"Sakralbauten von morgen - entworfen für die Mitte Berlins" ...
Trialogisches Lernen Alle unter einem Dach
Im Nahen Osten brennen Botschaften. Mitten in Berlin wird ein Rabbiner zusammen geschlagen. Und christliche Fundamentalisten wie der US-Prediger Terry Jones gießen zusätzlich Öl ins Feuer. Keine guten Zeiten für den Interreligiösen Dialog?
Dass die großen Weltreligionen Judentum, Christentum und Islam auf den gleichen Wurzeln gründen, ist vielen bewusst. Dennoch gestaltet sich ein Dialog auch im 21. Jahrhundert oft schwierig. Theo.Logik besucht Orte, an denen Christen, Juden und Muslime unter dem Stichwort "Trialogisches Lernen" die gemeinsamen Wurzeln ihrer Religionen vermitteln wollen.
Geplantes Lehrhaus der Religionen in München
In München haben sich etwa ein Dutzend Ehrenamtliche zusammengefunden mit einem Ziel: Ihnen schwebt ein Lehrhaus der Religionen vor, in dem Christen, Juden und Muslime gemeinsam lernen, miteinander ins Gespräch kommen, diskutieren und auch Freundschaften schließen. Ein Gebäude gibt es dafür zwar noch nicht, aber viele Ideen: So planen die ehrenamtlich Engagierten beispielsweiese ein Café, einen Lesesaal und Kursräume, in denen sich Interessierte über Christentum, Judentum und Islam informieren können. Ziel sei es, dass sowohl auf Seiten der Verantwortlichen für das Lehrhaus als auch bei den Referenten die drei monotheistischen Religionen genau gleichberechtigt vertreten sind.

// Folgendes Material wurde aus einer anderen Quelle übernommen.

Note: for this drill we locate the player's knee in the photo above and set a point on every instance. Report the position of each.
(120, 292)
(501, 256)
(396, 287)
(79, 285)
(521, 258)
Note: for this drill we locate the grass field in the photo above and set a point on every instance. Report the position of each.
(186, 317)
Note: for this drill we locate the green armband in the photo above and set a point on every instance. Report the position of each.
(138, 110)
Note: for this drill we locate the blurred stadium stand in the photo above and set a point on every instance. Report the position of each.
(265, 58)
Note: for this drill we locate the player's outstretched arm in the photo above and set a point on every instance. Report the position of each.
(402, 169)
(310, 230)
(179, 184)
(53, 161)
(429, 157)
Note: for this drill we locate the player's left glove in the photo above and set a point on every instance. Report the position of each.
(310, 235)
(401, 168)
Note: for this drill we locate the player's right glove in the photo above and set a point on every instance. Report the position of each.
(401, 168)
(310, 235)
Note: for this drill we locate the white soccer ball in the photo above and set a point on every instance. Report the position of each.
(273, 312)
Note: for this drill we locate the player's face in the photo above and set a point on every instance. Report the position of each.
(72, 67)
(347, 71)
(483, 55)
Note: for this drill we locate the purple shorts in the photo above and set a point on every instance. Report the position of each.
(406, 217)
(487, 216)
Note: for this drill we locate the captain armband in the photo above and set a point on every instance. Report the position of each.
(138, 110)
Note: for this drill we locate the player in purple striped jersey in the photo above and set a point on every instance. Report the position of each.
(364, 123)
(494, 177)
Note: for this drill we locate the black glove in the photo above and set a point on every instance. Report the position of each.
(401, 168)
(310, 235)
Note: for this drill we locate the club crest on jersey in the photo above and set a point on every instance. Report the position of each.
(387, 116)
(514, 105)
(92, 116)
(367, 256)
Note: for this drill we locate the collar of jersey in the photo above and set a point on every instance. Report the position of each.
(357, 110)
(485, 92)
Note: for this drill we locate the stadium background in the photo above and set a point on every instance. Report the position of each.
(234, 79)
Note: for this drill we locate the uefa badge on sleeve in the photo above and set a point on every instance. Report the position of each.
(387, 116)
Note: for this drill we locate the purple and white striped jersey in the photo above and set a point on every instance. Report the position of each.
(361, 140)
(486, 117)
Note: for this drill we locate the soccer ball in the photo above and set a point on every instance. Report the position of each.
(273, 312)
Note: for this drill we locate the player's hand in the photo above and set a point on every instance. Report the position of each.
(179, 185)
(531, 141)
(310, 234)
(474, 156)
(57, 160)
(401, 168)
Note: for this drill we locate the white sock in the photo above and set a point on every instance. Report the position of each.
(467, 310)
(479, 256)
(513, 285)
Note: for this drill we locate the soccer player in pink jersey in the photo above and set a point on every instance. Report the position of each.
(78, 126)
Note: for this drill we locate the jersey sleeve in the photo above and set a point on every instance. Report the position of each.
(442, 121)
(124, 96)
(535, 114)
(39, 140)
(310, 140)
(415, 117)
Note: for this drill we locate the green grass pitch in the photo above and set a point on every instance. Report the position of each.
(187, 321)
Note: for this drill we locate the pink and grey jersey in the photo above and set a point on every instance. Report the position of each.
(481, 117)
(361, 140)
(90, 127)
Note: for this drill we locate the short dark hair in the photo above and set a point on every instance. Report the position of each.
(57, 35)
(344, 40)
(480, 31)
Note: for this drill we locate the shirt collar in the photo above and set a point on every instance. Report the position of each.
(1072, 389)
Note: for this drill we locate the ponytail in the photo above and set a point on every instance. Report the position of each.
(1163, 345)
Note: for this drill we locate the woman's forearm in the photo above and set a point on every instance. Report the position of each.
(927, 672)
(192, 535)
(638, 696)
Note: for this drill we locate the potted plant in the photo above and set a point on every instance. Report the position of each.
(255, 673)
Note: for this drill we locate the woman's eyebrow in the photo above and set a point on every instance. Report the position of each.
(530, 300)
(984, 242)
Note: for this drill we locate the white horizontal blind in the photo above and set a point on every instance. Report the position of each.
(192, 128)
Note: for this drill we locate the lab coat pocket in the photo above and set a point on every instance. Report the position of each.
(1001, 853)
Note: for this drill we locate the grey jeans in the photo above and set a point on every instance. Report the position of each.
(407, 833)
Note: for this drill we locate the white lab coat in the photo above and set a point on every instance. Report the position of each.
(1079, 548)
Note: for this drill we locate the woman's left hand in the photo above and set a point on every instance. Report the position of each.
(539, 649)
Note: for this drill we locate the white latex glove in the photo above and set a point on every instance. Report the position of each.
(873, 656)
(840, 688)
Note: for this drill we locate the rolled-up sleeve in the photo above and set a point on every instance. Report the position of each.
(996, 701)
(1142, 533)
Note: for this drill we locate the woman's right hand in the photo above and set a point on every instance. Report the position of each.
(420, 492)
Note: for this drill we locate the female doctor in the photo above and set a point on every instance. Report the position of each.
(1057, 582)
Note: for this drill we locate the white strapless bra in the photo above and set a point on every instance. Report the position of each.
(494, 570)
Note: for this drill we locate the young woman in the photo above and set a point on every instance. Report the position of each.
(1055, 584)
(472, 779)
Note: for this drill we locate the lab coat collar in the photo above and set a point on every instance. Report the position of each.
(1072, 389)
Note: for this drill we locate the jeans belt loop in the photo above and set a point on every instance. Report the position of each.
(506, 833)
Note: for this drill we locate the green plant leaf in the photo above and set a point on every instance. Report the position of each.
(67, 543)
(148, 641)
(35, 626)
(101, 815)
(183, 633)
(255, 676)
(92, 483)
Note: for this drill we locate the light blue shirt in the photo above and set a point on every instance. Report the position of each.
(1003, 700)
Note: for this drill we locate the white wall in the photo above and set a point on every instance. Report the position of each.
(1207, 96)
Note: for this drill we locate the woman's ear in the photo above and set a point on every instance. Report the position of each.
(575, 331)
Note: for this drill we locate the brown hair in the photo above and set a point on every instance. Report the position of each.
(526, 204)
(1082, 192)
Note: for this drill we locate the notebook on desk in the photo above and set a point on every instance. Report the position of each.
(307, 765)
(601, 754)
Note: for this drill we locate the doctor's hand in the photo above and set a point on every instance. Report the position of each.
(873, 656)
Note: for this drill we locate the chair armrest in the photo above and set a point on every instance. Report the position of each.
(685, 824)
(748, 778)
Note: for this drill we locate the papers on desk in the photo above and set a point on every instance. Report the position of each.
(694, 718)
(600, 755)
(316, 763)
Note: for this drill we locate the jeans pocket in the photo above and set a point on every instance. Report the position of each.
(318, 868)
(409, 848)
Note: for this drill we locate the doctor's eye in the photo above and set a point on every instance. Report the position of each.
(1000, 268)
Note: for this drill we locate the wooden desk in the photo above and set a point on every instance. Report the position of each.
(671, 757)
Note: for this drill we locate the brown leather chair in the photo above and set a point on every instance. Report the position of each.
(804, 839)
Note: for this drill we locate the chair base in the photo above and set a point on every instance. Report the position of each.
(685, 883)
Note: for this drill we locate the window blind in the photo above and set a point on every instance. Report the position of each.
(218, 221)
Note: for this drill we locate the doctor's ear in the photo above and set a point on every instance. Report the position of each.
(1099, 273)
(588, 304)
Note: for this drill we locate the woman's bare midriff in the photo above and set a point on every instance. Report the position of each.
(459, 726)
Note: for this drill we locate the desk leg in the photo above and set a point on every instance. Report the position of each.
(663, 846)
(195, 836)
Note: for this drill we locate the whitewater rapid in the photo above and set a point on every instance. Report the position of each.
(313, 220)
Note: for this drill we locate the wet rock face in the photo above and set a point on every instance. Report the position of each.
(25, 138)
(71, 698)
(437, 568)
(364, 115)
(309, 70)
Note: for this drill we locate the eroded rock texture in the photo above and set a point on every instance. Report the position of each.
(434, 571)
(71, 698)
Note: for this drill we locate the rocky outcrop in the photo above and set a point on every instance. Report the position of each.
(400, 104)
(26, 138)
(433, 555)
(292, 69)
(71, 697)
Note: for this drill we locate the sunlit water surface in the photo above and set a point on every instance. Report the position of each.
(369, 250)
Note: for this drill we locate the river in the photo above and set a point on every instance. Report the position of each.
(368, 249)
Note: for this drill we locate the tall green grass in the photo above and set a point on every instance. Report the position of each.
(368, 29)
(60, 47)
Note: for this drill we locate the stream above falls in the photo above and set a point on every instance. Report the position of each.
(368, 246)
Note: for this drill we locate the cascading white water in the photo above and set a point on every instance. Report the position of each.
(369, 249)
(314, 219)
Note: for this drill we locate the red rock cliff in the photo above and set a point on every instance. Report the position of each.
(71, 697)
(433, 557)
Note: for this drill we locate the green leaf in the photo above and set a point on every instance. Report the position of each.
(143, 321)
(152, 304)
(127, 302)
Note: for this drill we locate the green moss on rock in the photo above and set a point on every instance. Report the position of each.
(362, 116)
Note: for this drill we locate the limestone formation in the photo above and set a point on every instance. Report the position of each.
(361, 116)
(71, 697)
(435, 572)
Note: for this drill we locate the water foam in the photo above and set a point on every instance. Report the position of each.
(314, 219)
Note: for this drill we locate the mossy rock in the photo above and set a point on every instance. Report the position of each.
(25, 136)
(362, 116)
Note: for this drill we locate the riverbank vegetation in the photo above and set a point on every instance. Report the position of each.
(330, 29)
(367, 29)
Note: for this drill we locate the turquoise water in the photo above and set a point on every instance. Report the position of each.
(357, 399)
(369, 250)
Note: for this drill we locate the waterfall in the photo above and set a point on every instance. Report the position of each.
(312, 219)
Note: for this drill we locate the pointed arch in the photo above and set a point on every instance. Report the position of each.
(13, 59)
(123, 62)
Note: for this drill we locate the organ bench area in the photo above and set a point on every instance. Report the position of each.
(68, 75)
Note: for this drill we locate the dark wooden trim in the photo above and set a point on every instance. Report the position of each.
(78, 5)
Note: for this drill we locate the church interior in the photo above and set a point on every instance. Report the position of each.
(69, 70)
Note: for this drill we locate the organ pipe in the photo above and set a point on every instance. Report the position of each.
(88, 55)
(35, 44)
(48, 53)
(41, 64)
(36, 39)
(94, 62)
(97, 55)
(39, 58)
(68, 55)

"Wie das Lehrhaus der Religionen finanziert werden soll? Mit Gottes Hilfe und hoffentlich mit Hilfe von verschiedenen Kulturfonds, die existieren und solche Projekte unterstützen. Wir warten sehnsüchtig auf die Genehmigung für unseren Verein und wir suchen Räume. Sobald wir die Vereinsgenehmigung haben, können wir viel mehr machen. Aber Bürokratie ist Bürokratie, wir müssen geduldig sein!"
Rabbiner Steven Langnas aus München
Zu viel oder zu wenig Aufeinander-Zugehen?
Eine Mischung aus Synagoge, Moschee und Kirche - das ist ein bislang einmaliges Bauvorhaben. Der Berliner Architekt Wilfried Kuehn ist der Meinung, Dialog könne dann am besten funktionieren, wenn auch die Freiheit des Einzelnen garantiert und Abgrenzung möglich ist." Der Entwurf seines Architekturbüros sieht für das Bethaus drei unterschiedliche Räume vor. Was den einen zu weit geht, halten andere für zu wenig: Hätte man sich nicht noch mutiger für nur einen Sakralraum entscheiden können? Wie soll in drei abgegrenzten Räumen trialogisches Lernen möglich sein? Im Dazwischen, sagt Architekt Kuehn. Unter einem Dach entstünde zwischen den Religionen quasi automatisch etwas Viertes, verbindende Räume, Leerstellen, in denen Austausch stattfinden kann. Ungewiss ist allerdings noch, wann der Bau beginnen soll und wie er finanziert wird. Dann gilt es, das Bet- und Lehrhaus mit Leben zu füllen. Leerstehende Gotteshäuser gibt es in der Hauptstadt schließlich genug.